Drugs derived from plants including opiates, cocaine and cannabis have both medical and recreational uses. Different countries have at various times made use of illegal drugs, partly on the basis of the risks involved in taking psychoactive drugs.[91]

Effectiveness

 
The bark of the cinchona tree contains the alkaloid quinine, traditionally given for malaria.

Plant medicines have often not been tested systematically, but have come into use informally over the centuries. By 2007, clinical trials had demonstrated potentially useful activity in nearly 16% of herbal medicines; there was limited in vitro or in vivo evidence for roughly half the medicines; there was only phytochemical evidence for around 20%; 0.5% were allergenic or toxic; and some 12% had basically never been studied scientifically.[44] Cancer Research UK caution that there is no reliable evidence for the effectiveness of herbal remedies for cancer.[92]

A 2012 phylogenetic study built a family tree down to genus level using 20,000 species to compare the medicinal plants of three regions, Nepal, New Zealand and the Cape of South Africa. It discovered that the species used traditionally to treat the same types of condition belonged to the same groups of plants in all three regions, giving a "strong phylogenetic signal".[93] Since many plants that yield pharmaceutical drugs belong to just these groups, and the groups were independently used in three different world regions, the results were taken to mean 1) that these plant groups do have potential for medicinal efficacy, 2) that undefined pharmacological activity is associated with use in traditional medicine, and 3) that the use of a phylogenetic groups for medicines in one region may predict their use in the other regions.[93]

Regulation

 
The practice of Ayurveda in India, such as the running of this Ayurvedic pharmacy in Rishikesh, is regulated by a government department, AYUSH.
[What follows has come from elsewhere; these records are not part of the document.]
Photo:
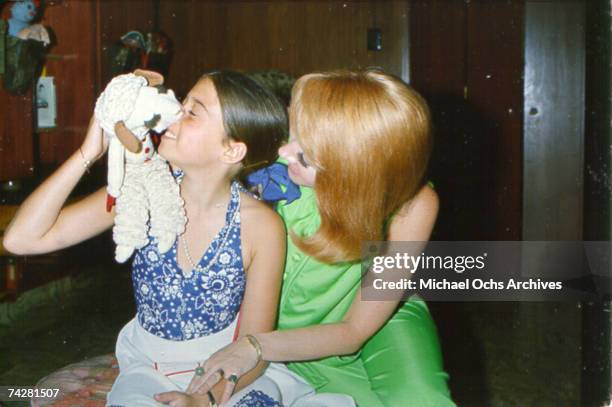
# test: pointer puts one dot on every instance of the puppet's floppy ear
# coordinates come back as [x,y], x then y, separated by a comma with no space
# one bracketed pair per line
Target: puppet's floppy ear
[153,78]
[127,138]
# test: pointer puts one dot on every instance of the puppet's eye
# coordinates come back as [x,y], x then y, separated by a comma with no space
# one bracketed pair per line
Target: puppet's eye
[302,160]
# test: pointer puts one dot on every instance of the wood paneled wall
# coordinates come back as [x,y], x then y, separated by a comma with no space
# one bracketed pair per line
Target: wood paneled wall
[16,148]
[71,61]
[84,30]
[291,36]
[467,60]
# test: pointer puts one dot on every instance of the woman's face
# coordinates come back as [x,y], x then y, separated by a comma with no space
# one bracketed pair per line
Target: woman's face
[198,138]
[301,171]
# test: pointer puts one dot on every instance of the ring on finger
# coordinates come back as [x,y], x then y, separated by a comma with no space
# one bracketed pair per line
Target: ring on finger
[199,370]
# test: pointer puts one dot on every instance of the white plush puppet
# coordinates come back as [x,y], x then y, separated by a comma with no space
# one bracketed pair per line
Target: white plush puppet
[138,178]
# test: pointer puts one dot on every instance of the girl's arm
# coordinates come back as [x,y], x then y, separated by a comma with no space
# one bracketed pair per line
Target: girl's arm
[265,231]
[42,225]
[364,318]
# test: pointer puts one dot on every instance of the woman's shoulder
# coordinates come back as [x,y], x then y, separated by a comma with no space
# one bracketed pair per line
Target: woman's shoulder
[415,218]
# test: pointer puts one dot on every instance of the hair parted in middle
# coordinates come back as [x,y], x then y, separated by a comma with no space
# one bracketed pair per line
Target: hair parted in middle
[368,135]
[252,115]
The World Health Organization (WHO) has been coordinating a network called the International Regulatory Cooperation for Herbal Medicines to try to improve the quality of medical products made from medicinal plants and the claims made for them.[94] In 2015, only around 20% of countries had well-functioning regulatory agencies, while 30% had none, and around half had limited regulatory capacity.[85] In India, where Ayurveda has been practised for centuries, herbal remedies are the responsibility of a government department, AYUSH, under the Ministry of Health & Family Welfare.[95]

WHO has set out a strategy for traditional medicines[96] with four objectives: to integrate them as policy into national healthcare systems; to provide knowledge and guidance on their safety, efficacy, and quality; to increase their availability and affordability; and to promote their rational, therapeutically sound usage.[96] WHO notes in the strategy that countries are experiencing seven challenges to such implementation, namely in developing and enforcing policy; in integration; in safety and quality, especially in assessment of products and qualification of practitioners; in controlling advertising; in research and development; in education and training; and in the sharing of information.[96]

Drug discovery

 
The anticancer drug taxol was developed after screening of the Pacific yew, Taxus brevifolia (foliage and fruit shown) in 1971.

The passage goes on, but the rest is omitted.